Ao alterar o ângulo da placa oscilante, o fluxo de saída pode ser ajustado contínua e proporcionalmente de zero ao deslocamento máximo, alcançando o verdadeiro 'fornecimento de petróleo baseado na demanda'. Quando o sistema está mantendo a pressão ou em modo standby, a bomba pode operar em um estado próximo do deslocamento zero, reduzindo significativamente o consumo de energia em condições sem carga, com notáveis efeitos de economia de energia, especialmente adequada para operações periódicas ou situações com grandes variações de carga.
Na extremidade de cada pistão, uma “sapata deslizante” fabricada com precisão entra em contato com a placa oscilante. A superfície inferior da sapata deslizante é equipada com uma película de óleo de suporte de pressão estática, conseguindo uma lubrificação fluida quase sem atrito sob alta pressão, reduzindo significativamente as perdas por atrito e o aumento de temperatura, que é a chave para a bomba suportar alta pressão contínua (muitas vezes acima de 35 MPa) e alta velocidade de rotação, garantindo uma vida útil extremamente longa e alta confiabilidade.
Servo controle manual: O ângulo da placa oscilante pode ser ajustado mecanicamente por uma alavanca externa, com estrutura simples e confiável.
Controle piloto hidráulico: Utiliza óleo de pressão piloto para acionar o mecanismo variável, permitindo controle remoto ou automático.
Controle proporcional hidráulico-elétrico: Recebe sinais de corrente padrão (como 4-20mA ou 0-10V), controla com precisão e rapidez a vazão, facilitando a integração com PLC para obter regulação de vazão inteligente e automatizada.
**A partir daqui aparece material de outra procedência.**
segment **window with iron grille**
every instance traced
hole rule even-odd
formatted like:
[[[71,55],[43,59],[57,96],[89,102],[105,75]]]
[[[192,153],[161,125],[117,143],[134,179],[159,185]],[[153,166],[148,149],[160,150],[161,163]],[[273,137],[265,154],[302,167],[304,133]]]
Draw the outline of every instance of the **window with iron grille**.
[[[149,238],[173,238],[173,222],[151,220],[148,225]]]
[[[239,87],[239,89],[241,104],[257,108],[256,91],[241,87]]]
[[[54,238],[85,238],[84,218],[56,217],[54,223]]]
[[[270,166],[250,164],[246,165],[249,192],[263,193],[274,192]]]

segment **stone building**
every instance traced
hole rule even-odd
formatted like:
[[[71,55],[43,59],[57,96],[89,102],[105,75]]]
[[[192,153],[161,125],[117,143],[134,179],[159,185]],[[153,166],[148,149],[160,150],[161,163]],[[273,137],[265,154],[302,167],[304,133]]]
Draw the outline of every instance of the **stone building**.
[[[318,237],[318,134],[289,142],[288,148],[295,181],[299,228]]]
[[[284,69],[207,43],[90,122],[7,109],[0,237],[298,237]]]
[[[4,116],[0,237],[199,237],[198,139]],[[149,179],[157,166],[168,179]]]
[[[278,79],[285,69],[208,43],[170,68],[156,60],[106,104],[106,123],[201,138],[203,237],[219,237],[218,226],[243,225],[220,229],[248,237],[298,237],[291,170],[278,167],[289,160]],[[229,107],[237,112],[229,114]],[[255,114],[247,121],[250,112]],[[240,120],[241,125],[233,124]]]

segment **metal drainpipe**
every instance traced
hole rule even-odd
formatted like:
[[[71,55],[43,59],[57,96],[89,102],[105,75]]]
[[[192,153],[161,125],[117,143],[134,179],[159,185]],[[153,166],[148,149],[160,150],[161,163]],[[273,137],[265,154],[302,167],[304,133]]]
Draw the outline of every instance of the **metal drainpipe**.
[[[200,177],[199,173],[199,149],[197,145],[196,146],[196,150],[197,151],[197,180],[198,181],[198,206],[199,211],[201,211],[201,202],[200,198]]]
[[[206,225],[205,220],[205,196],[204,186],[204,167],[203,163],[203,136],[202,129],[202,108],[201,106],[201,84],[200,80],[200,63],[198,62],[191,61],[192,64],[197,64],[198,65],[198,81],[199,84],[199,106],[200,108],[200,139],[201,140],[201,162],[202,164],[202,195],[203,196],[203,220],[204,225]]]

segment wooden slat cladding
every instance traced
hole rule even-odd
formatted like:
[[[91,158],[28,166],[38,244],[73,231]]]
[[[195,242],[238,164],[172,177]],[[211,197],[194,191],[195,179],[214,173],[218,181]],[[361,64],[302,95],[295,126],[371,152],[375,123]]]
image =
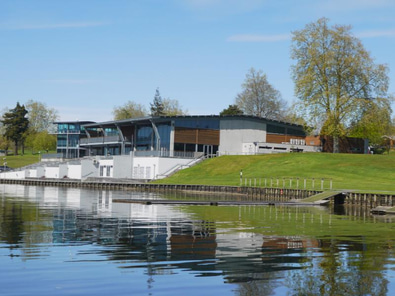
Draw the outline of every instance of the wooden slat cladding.
[[[306,137],[301,137],[301,136],[267,134],[266,135],[266,142],[267,143],[281,144],[283,142],[289,143],[291,139],[302,139],[302,140],[304,140],[305,138]]]
[[[175,143],[219,145],[219,130],[176,128]]]

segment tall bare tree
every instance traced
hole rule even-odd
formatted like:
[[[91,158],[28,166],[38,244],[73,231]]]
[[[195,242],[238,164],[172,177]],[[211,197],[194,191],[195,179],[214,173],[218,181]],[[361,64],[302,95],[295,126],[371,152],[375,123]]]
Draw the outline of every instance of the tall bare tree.
[[[112,114],[114,120],[139,118],[147,116],[147,110],[141,104],[128,101],[123,106],[114,107]]]
[[[386,98],[388,68],[376,65],[350,26],[329,27],[321,18],[293,32],[291,57],[295,94],[305,115],[322,123],[322,133],[339,137],[376,98]]]
[[[244,114],[282,119],[286,103],[280,92],[268,82],[266,74],[251,68],[242,88],[242,92],[236,96],[236,105]]]

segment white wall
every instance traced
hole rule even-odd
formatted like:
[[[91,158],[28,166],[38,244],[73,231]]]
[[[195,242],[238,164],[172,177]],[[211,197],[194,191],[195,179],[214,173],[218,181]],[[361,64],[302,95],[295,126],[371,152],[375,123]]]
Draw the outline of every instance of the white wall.
[[[159,174],[159,157],[133,157],[133,179],[155,179]]]
[[[45,178],[58,179],[59,167],[45,167]]]
[[[99,162],[97,159],[82,159],[81,160],[81,175],[82,179],[95,178],[99,175]]]
[[[82,174],[80,164],[68,165],[68,169],[69,171],[67,177],[69,177],[70,179],[81,179]]]
[[[132,178],[133,158],[131,155],[114,156],[114,178]]]

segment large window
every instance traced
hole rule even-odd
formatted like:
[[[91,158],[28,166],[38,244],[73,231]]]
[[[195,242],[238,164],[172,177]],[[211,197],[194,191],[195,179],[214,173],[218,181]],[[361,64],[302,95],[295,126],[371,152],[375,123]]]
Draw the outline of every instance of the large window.
[[[187,127],[196,129],[219,129],[218,118],[180,118],[175,120],[176,127]]]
Funções inteligentes integradas: Pode incorporar funções de controle como corte de pressão (pressão constante variável), limitação de potência (potência constante) e sensibilidade de carga, adaptando-se automaticamente aos requisitos do sistema e protegendo a bomba e o motor contra sobrecarga.
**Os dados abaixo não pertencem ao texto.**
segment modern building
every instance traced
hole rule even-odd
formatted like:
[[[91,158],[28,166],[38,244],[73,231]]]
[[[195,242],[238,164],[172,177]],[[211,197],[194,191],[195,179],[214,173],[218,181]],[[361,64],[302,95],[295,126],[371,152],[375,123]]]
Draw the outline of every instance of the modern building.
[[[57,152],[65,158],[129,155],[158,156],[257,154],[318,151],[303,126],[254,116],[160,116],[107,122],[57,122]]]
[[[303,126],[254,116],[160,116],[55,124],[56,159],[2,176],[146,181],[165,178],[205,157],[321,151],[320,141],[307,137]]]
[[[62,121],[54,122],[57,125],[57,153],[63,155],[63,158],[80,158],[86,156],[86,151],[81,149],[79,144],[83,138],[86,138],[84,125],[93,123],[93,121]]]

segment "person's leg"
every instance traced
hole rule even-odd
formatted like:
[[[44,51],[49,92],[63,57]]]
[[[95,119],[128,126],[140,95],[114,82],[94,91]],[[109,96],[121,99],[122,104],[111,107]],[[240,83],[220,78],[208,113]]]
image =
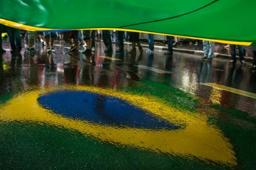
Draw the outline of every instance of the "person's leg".
[[[124,32],[122,31],[118,31],[117,39],[119,41],[119,51],[123,50],[123,33]]]
[[[19,51],[22,49],[22,39],[20,38],[20,30],[19,29],[14,29],[14,36],[16,42],[16,47]]]
[[[209,41],[209,55],[208,59],[212,59],[214,55],[214,42]]]
[[[173,55],[173,44],[174,37],[173,36],[166,36],[167,42],[168,42],[168,51],[164,53],[165,55]]]
[[[238,51],[239,52],[239,58],[240,61],[244,60],[244,46],[243,45],[238,45]]]
[[[231,50],[231,61],[230,62],[237,62],[237,54],[236,53],[236,45],[230,44],[229,47]]]
[[[91,38],[92,40],[91,43],[91,47],[92,48],[93,47],[95,48],[95,33],[96,33],[95,30],[92,30],[91,33]]]
[[[204,56],[202,58],[202,59],[206,59],[207,58],[208,56],[209,56],[209,41],[205,41],[203,40],[203,50],[204,52]]]
[[[148,45],[149,49],[153,51],[154,50],[154,34],[147,34],[147,38],[148,40]]]
[[[11,48],[12,51],[15,51],[16,50],[16,45],[15,43],[15,38],[14,34],[14,29],[11,27],[7,28],[7,33],[8,34],[10,43],[11,44]]]

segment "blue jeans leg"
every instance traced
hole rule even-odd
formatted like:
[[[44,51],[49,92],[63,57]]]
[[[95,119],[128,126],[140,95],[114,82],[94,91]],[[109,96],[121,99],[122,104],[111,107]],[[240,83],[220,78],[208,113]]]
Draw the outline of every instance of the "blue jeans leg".
[[[147,34],[147,39],[148,40],[149,48],[151,51],[153,51],[154,48],[154,34]]]
[[[166,36],[166,40],[168,43],[168,51],[173,53],[173,44],[174,42],[174,37]]]

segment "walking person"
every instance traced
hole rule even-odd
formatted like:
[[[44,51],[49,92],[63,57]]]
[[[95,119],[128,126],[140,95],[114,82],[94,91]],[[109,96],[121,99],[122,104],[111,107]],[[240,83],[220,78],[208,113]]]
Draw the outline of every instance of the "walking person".
[[[207,61],[211,61],[214,55],[215,42],[209,41],[203,41],[204,55],[201,59]]]
[[[148,49],[147,52],[148,53],[154,52],[154,34],[147,34],[147,40],[148,41]]]
[[[164,53],[166,55],[172,55],[173,53],[173,41],[174,37],[166,36],[166,40],[168,43],[168,51]]]
[[[11,53],[20,52],[22,49],[20,30],[9,27],[7,28],[7,30],[12,48]]]
[[[236,53],[236,47],[237,45],[230,44],[229,46],[231,49],[231,61],[230,62],[230,64],[234,64],[237,63],[237,53]],[[243,45],[237,45],[238,47],[238,51],[239,52],[239,59],[240,60],[240,62],[242,64],[245,64],[245,61],[244,61],[244,46]]]
[[[111,40],[111,35],[110,35],[110,31],[102,30],[102,39],[103,42],[106,47],[106,48],[104,50],[104,52],[105,53],[112,52],[112,41]]]

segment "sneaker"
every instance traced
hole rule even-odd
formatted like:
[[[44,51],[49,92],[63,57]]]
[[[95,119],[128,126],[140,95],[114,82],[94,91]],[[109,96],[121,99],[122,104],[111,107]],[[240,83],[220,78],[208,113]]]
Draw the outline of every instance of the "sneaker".
[[[208,57],[207,59],[206,59],[204,60],[206,61],[211,61],[211,60],[212,60],[212,58],[210,58],[210,57]]]
[[[173,52],[170,52],[169,51],[164,53],[165,55],[172,55]]]
[[[35,53],[35,48],[34,47],[31,47],[29,52],[30,52],[30,53]]]
[[[77,47],[76,46],[71,46],[69,53],[77,51]]]
[[[207,57],[204,56],[203,57],[200,58],[200,59],[205,60],[205,59],[207,59],[207,58],[208,57]]]
[[[51,48],[51,52],[52,53],[55,53],[56,52],[56,51],[55,51],[53,48]]]
[[[178,43],[178,41],[174,41],[174,43],[173,44],[173,45],[175,46],[175,45],[177,44],[177,43]]]
[[[153,53],[153,52],[154,52],[154,50],[150,50],[150,49],[147,49],[147,50],[146,51],[146,52],[147,52],[147,53]]]
[[[245,61],[244,61],[244,60],[241,60],[240,61],[240,63],[243,64],[243,65],[245,65],[246,63],[245,63]]]
[[[86,48],[86,50],[82,52],[83,53],[85,54],[90,54],[92,52],[92,50],[91,50],[90,49]]]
Ao utilizar materiais de alta resistência e otimizar a estrutura, a pressão nominal de trabalho varia de 21 MPa a 42 MPa ou até mais, e a faixa de deslocamento é ampla (como de várias dezenas de mililitros por revolução a várias centenas de mililitros por revolução). O layout do pistão axial paralelo torna a estrutura muito compacta e pode produzir maior potência por unidade de volume e peso.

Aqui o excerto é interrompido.